El grupo de activistas sirios Alepo Media Centre ha distribuido a través de su cuenta de Facebook una serie de fotografías que demuestran con claridad cómo la vida se abre paso en el caos producido por la guerra. En ellas se ve cómo un grupo de niños usan como piscina para bañarse un cráter producido por una bomba en Alepo.

El grupo ha señalado que el cráter se encuentra en la zona de Sheikh Saeed y fue el resultado de un ataque de las fuerzas del presidente, Bashar al Assad. "Independientemente de lo que Assad ha hecho en Alepo, la vida sigue, los niños viven esta nueva vida en cada sitio destruido por sus misiles", señala el grupo.

Cinco años de enfrentamientos la ha convertido, en palabras del presidente del Comité Internacional de la Cruz Roja (Cicr), Peter Maurer, en "uno de los conflictos urbanos más devastadores de nuestro tiempo".

Unas dos millones de personas están atrapadas en la lucha que se desarrolla en Alepo.

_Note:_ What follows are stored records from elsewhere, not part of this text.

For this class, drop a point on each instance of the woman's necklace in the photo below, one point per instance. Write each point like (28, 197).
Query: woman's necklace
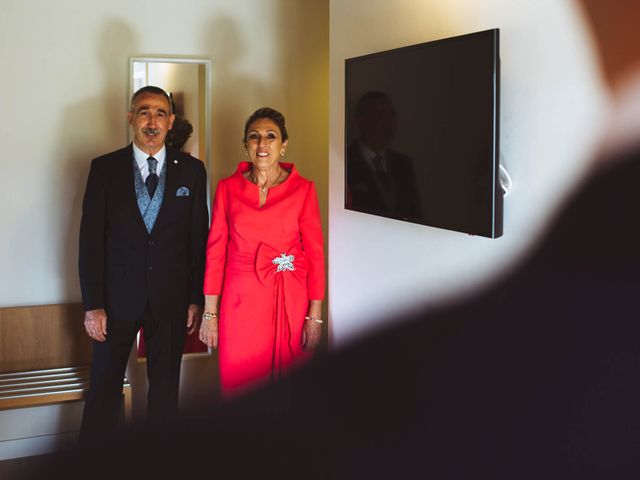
(264, 187)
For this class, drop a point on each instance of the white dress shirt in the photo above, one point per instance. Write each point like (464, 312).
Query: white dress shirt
(143, 165)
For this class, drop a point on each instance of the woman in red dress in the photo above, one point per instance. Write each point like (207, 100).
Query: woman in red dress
(265, 262)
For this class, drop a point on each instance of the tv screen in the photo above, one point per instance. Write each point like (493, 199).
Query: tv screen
(421, 134)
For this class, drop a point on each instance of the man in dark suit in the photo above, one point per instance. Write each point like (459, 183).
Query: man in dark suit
(380, 180)
(142, 248)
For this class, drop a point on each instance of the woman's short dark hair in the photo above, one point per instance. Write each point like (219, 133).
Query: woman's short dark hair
(271, 114)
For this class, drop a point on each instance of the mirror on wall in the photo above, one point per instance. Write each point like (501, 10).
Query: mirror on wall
(188, 83)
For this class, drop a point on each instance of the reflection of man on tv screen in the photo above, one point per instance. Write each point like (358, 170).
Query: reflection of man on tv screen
(380, 180)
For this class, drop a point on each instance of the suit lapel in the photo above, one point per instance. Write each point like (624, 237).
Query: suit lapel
(172, 162)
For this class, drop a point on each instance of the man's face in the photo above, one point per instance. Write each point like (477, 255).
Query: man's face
(151, 120)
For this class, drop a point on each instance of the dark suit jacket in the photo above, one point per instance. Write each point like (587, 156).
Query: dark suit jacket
(122, 266)
(364, 194)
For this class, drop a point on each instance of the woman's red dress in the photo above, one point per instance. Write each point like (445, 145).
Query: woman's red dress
(266, 263)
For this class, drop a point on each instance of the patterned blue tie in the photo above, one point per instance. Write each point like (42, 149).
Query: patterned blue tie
(152, 179)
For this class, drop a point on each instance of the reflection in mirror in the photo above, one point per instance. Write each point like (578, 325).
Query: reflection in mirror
(187, 81)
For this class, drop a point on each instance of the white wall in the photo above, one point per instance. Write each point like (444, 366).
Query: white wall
(63, 99)
(550, 101)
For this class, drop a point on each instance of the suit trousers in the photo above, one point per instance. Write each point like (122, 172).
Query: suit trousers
(164, 339)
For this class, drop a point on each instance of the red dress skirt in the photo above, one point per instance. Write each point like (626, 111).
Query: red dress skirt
(267, 263)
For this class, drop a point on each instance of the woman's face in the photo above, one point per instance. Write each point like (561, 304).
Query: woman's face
(264, 143)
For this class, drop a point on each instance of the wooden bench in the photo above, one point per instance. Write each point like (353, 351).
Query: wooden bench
(45, 357)
(54, 385)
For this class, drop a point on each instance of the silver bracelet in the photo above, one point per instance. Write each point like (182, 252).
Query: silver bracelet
(317, 320)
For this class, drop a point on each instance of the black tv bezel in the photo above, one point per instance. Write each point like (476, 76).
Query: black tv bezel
(498, 193)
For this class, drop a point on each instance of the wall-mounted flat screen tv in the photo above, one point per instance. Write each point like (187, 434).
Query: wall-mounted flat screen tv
(421, 136)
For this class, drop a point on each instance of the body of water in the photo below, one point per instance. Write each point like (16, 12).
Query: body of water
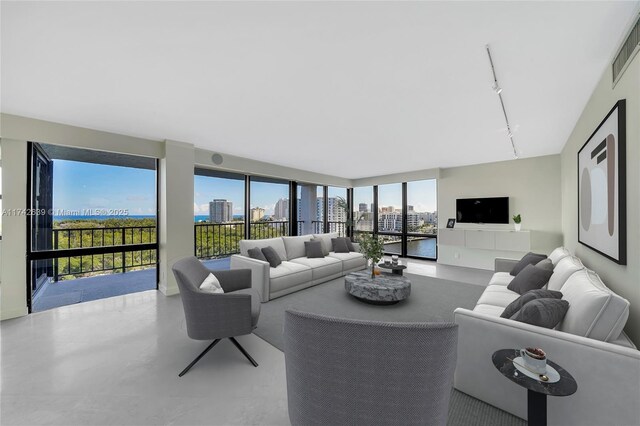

Naciones Unidas ha llamado a una "pausa humanitaria" de 48 horas para permitir la entrada segura de comida y medicinas a la zona este de la ciudad, controlada por los rebeldes, y a la oeste, bajo dominio del gobierno.

También permitiría realizar reparaciones a los sistemas eléctricos y de aguas de la ciudad, dañados por la guerra. A ello se suma una temperatura del verano que alcanza los 35 °C.

Las fotos de los niños nadando fueron tomadas la noche de este miércoles, dos semanas después de que los mismos activistas del Centro de Prensa de Alepo fotografiaran a Omran Daqneesh, de cinco años, cubierto de cenizas y en estado de shock, tras resultar herido en un bombardeo aéreo. Su hermano de 10 años, Ali, murió después por las heridas sufridas.